Personal information
- Full name: Ryan Marc Edwards
- Date of birth: 17 November 1993 (age 32)
- Place of birth: Singapore
- Height: 1.75 m (5 ft 9 in)
- Position: Central midfielder

Team information
- Current team: BG Pathum United
- Number: 33

Youth career
- 2007–2011: AIS
- 2011–2012: Reading

Senior career*
- Years: Team / Apps / (Gls)
- 2012–2015: Reading / 7 / (0)
- 2013–2014: → Perth Glory (loan) / 15 / (0)
- 2015–2018: Partick Thistle / 91 / (7)
- 2018–2019: Heart of Midlothian / 4 / (0)
- 2018–2019: → St Mirren (loan) / 14 / (0)
- 2019–2021: Burton Albion / 75 / (6)
- 2021–2022: Busan IPark / 50 / (0)
- 2023–2024: Amorebieta / 47 / (4)
- 2024–2025: Marbella / 32 / (3)
- 2025–2026: Omonia Aradippou / 27 / (0)
- 2026–: BG Pathum United / 0 / (0)

International career
- 2010–2013: Australia U20 / 18 / (2)
- 2014–2016: Australia U-23 / 18 / (0)

Medal record
Representing Australia
Men's Association football
AFC U-20 Asian Cup
| Runner-up | 2010 China |  |

= Ryan Edwards (Australian soccer) =

Australian professional football player (born 1993)

Ryan Marc Edwards (born 17 November 1993) is an Australian professional football player who plays as a midfielder for Thai League 1 club BG Pathum United.

Born in Singapore, Edwards played youth soccer at the Australian Institute of Sport and for Reading before making his professional debut for Perth Glory on loan in 2013. In 2015, Edwards left Reading to join Scottish Premiership club Partick Thistle.

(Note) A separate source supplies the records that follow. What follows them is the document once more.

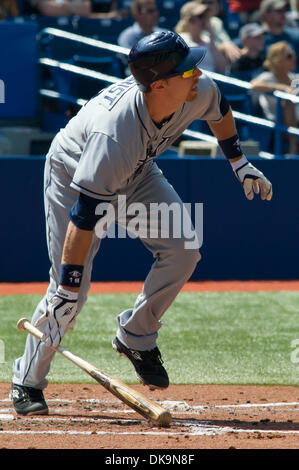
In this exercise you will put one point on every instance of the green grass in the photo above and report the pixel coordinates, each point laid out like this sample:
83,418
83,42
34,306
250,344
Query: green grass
206,338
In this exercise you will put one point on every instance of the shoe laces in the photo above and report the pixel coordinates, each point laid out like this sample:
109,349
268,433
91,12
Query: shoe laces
153,356
33,393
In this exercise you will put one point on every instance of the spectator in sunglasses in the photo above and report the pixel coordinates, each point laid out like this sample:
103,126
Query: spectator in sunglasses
293,14
194,20
281,63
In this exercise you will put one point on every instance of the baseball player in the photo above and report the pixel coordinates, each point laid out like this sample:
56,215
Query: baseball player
107,150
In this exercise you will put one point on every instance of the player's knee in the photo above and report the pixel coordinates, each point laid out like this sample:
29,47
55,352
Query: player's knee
191,258
187,259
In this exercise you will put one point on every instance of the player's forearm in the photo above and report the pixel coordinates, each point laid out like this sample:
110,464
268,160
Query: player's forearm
75,250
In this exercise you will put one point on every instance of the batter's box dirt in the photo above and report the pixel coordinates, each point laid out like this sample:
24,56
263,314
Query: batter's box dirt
203,417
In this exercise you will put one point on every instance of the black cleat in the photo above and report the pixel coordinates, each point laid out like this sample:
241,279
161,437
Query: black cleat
28,401
148,365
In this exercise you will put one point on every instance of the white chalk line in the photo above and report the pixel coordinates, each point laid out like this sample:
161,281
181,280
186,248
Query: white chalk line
176,407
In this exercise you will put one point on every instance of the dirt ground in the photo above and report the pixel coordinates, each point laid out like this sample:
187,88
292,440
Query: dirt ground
204,417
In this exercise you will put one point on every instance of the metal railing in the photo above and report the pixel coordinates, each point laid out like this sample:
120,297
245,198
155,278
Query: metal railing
277,126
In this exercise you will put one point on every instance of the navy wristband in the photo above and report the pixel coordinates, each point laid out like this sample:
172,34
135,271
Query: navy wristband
231,147
70,275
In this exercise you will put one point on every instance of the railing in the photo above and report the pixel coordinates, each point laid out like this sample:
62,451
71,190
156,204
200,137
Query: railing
277,126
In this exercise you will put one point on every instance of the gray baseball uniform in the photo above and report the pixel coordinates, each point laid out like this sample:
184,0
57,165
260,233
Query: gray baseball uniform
105,151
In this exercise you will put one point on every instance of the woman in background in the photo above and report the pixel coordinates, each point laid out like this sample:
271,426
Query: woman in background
280,62
194,20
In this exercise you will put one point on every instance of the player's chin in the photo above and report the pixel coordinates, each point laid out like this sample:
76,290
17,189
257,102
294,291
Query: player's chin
192,95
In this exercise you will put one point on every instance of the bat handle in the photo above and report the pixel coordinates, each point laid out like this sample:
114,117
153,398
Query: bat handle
25,325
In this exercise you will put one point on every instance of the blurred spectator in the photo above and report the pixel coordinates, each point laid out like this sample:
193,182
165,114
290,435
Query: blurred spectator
218,32
293,14
8,8
146,16
281,63
252,57
244,8
194,20
273,17
84,8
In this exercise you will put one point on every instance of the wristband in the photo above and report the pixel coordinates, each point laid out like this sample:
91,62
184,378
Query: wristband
239,163
231,147
70,275
67,294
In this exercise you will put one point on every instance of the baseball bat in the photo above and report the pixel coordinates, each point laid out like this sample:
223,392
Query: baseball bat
134,399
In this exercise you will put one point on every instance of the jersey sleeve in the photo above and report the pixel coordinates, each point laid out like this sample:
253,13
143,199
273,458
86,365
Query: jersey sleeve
209,98
103,168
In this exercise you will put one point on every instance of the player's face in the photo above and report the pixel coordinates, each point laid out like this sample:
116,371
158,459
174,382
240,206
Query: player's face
183,88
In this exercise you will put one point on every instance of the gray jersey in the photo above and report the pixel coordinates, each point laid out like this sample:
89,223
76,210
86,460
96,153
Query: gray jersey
113,136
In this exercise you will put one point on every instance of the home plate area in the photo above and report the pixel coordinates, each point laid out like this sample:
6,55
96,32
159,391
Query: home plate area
86,416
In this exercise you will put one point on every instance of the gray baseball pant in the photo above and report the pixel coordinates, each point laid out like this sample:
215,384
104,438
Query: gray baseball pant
137,327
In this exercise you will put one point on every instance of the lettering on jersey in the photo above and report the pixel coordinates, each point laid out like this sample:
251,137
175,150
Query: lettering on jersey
113,94
152,152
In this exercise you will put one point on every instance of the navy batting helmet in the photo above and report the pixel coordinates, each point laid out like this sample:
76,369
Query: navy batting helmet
162,55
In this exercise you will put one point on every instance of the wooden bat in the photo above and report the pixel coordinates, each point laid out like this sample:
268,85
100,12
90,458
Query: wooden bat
135,400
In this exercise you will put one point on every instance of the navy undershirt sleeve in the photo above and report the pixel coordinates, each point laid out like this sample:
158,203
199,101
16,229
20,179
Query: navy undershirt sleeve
82,213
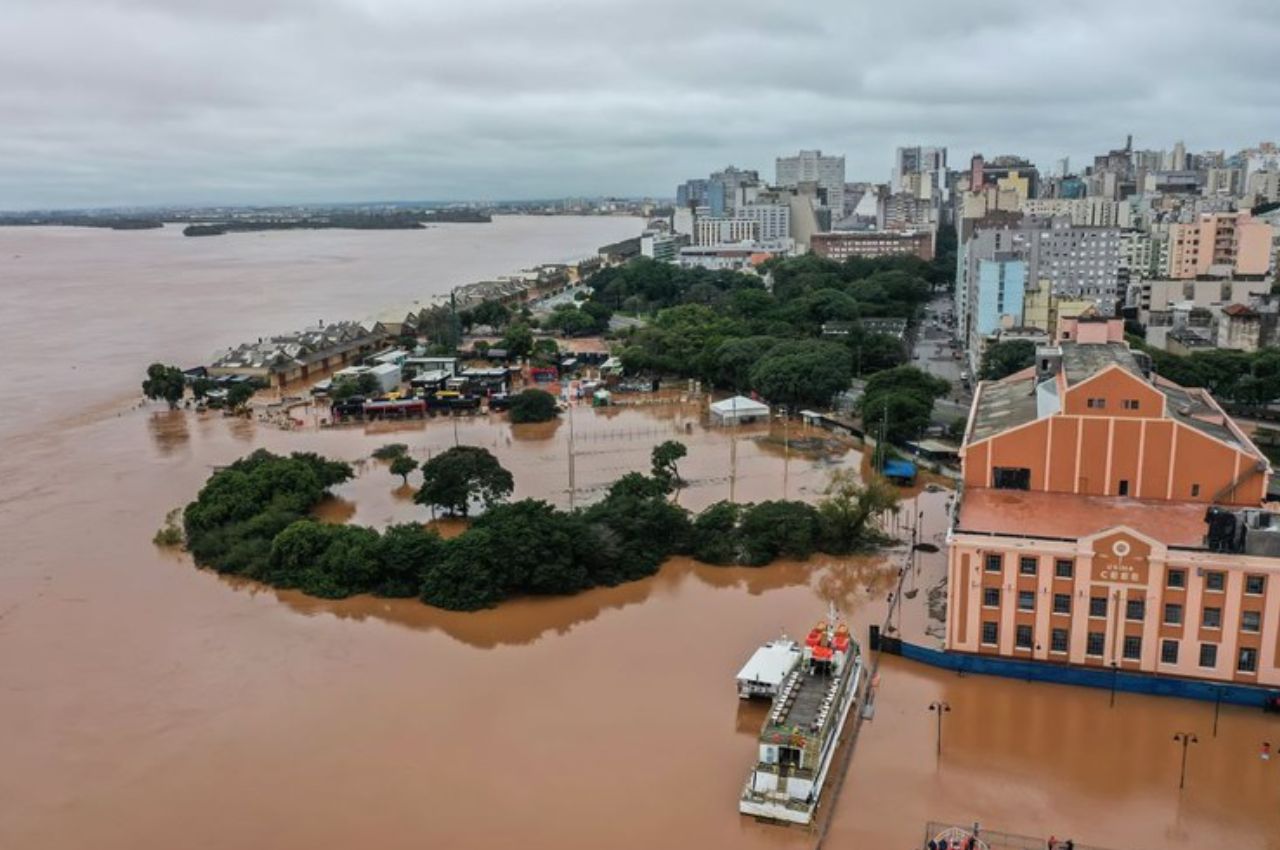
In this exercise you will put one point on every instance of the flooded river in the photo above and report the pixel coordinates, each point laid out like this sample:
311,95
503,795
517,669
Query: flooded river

Edwards left Thistle after they were relegated in 2018, and signed for Hearts.

He has represented Australia at under-20 and under-23 level. In March 2017 Edwards was called up to the senior Australian national team.

==Early life==
Edwards was born in Singapore. Despite having been in the country for around 10 days after his birth, Edwards was called up for national service for Singapore on his 18th birthday. He was able to wait until age 21 and have his citizenship renounced, therefore avoiding conscription. His father, Alistair, is a former Australian international and his mother is a Singaporean national, and his older brother Cameron is also a professional footballer.

==Club career==

===Reading===
On 29 April 2011, it was announced he had signed with Championship side Reading along with his older brother Cameron.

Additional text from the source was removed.